Saturday, February 18, 2023 was our final afternoon of adventure on our return trip to Moab, and Sean and I spent it having a look at a few last views from the Island in the Sky District of Canyonlands National Park and from Dead Horse Point State Park. It had been a huge trip, even if, because of the weather, we had done significantly less hiking than we’d initially thought we would. But seeking alternatives to hiking led to our exploring further afield. Without the snowstorm, we probably would not have ended up at Natural Bridges or Bears Ears. It was yet another example of unexpected conditions in the National Parks leading to remarkable experiences.

After our late morning hike, we drove over to Buck Canyon Overlook on Island in the Sky’s east side. The views were similar to what we’d seen six days earlier at White Rim Overlook, only much snowier now.


There were a bunch of college-aged kids at the overlook. Some of whom were climbing up on rocks above sheer, thousand-foot drop offs. Others were climbing over the log fence to the drop off side to take photos.
Sean and I stood off to the side with another couple, watching these shenanigans with concern. Finally the woman of the couple we were with said that she couldn’t watch them anymore, that it made her too nervous. So they left.
Shortly afterward, thankfully, the kids left too.

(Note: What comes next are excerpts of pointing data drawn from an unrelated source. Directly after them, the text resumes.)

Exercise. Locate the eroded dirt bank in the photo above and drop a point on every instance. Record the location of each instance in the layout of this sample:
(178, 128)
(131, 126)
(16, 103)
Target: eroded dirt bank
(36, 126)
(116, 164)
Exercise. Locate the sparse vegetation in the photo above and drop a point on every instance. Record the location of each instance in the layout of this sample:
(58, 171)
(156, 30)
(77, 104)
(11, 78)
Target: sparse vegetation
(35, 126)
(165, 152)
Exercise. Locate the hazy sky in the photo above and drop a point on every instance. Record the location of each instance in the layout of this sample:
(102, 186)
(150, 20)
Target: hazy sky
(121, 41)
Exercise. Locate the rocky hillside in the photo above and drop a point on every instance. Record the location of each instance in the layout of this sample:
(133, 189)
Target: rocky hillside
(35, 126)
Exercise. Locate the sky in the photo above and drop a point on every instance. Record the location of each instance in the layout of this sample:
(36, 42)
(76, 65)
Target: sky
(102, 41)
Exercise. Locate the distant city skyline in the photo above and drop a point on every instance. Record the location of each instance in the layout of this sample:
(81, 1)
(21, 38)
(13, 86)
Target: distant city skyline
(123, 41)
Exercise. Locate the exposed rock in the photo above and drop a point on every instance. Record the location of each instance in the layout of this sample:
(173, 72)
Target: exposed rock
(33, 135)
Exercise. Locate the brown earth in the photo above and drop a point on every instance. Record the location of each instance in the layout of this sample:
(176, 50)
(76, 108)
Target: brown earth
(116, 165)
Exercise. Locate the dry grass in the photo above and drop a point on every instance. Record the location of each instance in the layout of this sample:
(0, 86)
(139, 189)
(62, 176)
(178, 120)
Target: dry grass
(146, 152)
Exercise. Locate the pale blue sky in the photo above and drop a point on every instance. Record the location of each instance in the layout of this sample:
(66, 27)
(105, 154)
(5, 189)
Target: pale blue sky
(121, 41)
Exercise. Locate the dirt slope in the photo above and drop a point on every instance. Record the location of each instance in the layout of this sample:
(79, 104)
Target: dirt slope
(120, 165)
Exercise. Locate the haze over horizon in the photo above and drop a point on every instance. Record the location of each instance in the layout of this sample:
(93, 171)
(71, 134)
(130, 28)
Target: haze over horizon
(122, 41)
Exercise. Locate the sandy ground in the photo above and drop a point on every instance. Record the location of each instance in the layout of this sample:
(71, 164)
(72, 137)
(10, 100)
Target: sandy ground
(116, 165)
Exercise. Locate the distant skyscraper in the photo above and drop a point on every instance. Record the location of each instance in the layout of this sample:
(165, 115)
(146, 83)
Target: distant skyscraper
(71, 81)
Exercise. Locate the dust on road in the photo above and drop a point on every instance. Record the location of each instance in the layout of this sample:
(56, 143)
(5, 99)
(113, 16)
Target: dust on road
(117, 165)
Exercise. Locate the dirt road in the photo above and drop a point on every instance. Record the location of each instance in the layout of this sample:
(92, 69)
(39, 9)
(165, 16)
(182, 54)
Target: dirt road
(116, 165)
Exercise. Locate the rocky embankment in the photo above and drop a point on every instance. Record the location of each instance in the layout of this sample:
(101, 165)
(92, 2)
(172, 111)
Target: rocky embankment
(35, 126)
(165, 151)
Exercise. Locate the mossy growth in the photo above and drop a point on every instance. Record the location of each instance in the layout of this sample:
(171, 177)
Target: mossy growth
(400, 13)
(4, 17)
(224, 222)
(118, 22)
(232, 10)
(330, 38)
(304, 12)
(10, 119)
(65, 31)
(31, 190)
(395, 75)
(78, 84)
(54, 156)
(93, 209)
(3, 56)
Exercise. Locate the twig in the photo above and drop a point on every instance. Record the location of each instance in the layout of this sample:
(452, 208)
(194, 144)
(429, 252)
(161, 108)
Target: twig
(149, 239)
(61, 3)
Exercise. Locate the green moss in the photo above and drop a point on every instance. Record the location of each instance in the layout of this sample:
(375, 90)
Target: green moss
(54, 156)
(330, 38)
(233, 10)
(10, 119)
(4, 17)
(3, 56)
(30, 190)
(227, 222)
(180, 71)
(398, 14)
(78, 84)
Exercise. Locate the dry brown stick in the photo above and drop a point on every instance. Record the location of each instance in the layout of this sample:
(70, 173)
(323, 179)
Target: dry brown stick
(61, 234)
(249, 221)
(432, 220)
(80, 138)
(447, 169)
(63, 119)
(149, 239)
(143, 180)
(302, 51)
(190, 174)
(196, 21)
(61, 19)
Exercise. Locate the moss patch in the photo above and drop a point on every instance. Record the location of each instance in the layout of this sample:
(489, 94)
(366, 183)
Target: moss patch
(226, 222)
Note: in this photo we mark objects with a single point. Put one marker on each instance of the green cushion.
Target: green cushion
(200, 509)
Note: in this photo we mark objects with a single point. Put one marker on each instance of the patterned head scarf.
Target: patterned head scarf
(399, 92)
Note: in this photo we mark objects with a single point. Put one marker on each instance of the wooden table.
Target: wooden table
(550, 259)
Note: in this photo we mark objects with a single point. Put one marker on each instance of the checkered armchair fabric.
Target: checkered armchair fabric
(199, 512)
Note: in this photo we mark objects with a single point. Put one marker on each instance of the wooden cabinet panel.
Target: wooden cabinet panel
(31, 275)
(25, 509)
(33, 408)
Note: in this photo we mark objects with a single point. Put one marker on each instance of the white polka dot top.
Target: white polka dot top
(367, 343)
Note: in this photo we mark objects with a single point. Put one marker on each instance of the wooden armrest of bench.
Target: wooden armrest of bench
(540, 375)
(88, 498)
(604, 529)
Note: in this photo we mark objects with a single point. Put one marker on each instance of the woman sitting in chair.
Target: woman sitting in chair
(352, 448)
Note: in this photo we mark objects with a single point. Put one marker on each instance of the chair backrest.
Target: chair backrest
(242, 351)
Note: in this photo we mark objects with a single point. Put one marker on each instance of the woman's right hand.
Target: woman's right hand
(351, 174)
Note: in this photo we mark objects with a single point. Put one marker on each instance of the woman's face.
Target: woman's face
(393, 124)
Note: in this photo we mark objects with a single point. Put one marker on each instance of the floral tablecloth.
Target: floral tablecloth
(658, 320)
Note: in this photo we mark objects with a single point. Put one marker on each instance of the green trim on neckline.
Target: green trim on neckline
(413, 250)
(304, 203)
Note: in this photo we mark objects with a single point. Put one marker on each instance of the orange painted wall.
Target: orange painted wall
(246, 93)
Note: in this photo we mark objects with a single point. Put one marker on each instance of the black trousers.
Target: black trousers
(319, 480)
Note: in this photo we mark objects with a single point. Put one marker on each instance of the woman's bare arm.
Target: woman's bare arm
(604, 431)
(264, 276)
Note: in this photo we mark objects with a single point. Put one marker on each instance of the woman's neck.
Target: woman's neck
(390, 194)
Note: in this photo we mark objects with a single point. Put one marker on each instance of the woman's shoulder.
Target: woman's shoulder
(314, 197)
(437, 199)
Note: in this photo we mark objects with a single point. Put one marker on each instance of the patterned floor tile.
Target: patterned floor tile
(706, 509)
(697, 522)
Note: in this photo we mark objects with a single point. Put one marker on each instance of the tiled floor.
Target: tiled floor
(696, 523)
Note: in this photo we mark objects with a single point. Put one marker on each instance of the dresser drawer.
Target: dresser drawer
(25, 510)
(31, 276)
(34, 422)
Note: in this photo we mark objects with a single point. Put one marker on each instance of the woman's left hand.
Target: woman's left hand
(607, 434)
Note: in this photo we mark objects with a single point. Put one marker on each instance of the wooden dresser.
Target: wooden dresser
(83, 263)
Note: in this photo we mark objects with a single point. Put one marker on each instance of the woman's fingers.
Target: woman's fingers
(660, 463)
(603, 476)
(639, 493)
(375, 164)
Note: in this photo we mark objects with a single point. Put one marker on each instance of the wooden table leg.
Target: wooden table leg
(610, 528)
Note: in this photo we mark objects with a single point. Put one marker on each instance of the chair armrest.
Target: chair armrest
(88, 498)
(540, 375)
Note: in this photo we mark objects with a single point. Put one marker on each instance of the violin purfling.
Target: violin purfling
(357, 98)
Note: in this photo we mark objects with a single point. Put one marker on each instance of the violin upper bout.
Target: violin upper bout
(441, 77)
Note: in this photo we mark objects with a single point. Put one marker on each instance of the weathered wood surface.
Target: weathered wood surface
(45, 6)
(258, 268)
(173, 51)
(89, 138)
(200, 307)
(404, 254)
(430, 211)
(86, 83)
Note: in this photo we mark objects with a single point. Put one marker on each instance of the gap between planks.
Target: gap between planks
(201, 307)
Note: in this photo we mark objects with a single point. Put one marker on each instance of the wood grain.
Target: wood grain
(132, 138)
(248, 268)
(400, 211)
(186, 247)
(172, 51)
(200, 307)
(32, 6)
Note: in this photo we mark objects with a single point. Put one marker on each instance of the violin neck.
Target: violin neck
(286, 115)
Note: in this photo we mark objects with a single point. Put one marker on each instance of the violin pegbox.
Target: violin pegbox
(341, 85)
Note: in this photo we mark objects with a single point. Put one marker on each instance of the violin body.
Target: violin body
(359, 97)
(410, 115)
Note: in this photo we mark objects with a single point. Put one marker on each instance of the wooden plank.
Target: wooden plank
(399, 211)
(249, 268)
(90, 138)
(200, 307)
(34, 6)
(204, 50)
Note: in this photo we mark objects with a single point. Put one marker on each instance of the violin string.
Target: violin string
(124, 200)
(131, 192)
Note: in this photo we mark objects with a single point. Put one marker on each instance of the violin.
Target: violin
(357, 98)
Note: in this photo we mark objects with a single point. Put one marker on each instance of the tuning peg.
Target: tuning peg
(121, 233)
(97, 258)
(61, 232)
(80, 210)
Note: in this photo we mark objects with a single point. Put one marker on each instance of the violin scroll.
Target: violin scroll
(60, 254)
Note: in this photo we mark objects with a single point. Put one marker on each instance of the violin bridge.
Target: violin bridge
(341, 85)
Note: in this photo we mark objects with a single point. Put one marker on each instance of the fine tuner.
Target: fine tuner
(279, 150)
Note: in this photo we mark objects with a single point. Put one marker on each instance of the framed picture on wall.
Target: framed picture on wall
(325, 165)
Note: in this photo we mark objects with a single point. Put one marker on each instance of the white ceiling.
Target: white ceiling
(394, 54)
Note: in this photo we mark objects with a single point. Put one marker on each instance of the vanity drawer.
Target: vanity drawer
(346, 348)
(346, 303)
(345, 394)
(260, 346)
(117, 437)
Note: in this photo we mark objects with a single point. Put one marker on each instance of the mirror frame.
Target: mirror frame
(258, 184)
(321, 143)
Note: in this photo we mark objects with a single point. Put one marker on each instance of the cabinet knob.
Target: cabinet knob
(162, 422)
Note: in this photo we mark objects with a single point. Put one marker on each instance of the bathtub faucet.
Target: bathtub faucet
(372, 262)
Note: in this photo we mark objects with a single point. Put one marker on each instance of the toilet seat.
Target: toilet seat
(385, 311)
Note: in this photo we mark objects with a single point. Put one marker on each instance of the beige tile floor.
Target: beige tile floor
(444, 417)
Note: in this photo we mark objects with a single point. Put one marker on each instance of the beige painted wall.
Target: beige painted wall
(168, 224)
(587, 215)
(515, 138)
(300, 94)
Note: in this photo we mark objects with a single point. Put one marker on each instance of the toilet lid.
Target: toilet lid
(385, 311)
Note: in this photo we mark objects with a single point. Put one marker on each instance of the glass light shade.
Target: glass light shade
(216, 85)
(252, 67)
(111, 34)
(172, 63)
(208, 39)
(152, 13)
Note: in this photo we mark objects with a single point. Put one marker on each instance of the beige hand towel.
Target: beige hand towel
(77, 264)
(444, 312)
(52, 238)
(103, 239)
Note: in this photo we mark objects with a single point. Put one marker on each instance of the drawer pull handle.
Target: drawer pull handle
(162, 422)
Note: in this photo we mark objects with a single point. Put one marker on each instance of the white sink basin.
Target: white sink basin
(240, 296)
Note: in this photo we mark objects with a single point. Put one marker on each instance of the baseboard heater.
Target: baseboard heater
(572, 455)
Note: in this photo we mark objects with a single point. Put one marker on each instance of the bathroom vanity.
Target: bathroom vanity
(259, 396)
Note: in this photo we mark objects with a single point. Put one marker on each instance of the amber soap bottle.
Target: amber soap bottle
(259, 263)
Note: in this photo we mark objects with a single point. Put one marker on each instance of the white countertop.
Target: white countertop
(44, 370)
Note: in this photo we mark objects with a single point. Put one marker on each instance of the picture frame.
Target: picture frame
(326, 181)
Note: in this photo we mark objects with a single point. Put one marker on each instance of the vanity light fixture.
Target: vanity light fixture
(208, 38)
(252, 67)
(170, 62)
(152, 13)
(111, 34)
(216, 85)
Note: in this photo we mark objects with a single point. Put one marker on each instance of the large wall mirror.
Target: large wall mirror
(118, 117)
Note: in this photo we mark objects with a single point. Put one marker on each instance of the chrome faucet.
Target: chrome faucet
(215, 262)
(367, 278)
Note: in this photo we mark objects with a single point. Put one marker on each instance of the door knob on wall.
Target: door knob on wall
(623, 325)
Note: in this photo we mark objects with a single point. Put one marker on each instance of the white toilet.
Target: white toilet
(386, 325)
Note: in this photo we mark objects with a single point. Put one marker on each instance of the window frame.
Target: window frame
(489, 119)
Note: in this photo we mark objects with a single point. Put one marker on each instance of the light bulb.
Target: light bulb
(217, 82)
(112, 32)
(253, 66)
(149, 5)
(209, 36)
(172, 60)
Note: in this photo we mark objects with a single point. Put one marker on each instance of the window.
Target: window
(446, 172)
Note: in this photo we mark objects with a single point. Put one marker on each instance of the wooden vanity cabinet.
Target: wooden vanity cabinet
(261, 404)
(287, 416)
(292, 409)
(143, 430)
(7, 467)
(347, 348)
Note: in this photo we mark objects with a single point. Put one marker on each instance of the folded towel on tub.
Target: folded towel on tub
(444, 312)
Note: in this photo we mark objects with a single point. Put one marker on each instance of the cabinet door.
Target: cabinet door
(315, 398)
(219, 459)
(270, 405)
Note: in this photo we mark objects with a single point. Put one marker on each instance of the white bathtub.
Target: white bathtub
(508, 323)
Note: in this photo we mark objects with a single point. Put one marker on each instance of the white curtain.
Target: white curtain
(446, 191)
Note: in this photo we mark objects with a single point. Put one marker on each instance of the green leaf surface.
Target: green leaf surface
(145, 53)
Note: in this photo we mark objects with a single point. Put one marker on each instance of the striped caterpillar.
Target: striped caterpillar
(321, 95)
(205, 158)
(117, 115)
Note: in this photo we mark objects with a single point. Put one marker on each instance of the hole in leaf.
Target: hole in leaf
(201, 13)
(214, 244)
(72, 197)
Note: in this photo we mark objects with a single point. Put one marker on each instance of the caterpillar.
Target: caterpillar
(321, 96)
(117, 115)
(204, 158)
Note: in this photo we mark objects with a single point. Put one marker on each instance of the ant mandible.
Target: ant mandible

We weren’t totally sure where to go next. There were a few mesa-top trails, Whale Rock or Aztec Butte, that offered possibilities. But as we drove past them, their parking areas were completely full. The woman at Sweet Cravings who had warned us it might be busy because of some sort of canceled race had been right.
So we stopped for a few more photos as we headed back toward the Visitor Center.




We lingered for a bit at Shafer Canyon Overlook, gawking at the terrifying dirt road that snaked its way up a practically sheer cliff face from the White Rim. From where we were standing, the road heads east until it becomes Potash Road on the north bank of the Colorado River outside of Moab. We had explored the Rock Art and dinosaur footprints along that section of the road several days earlier.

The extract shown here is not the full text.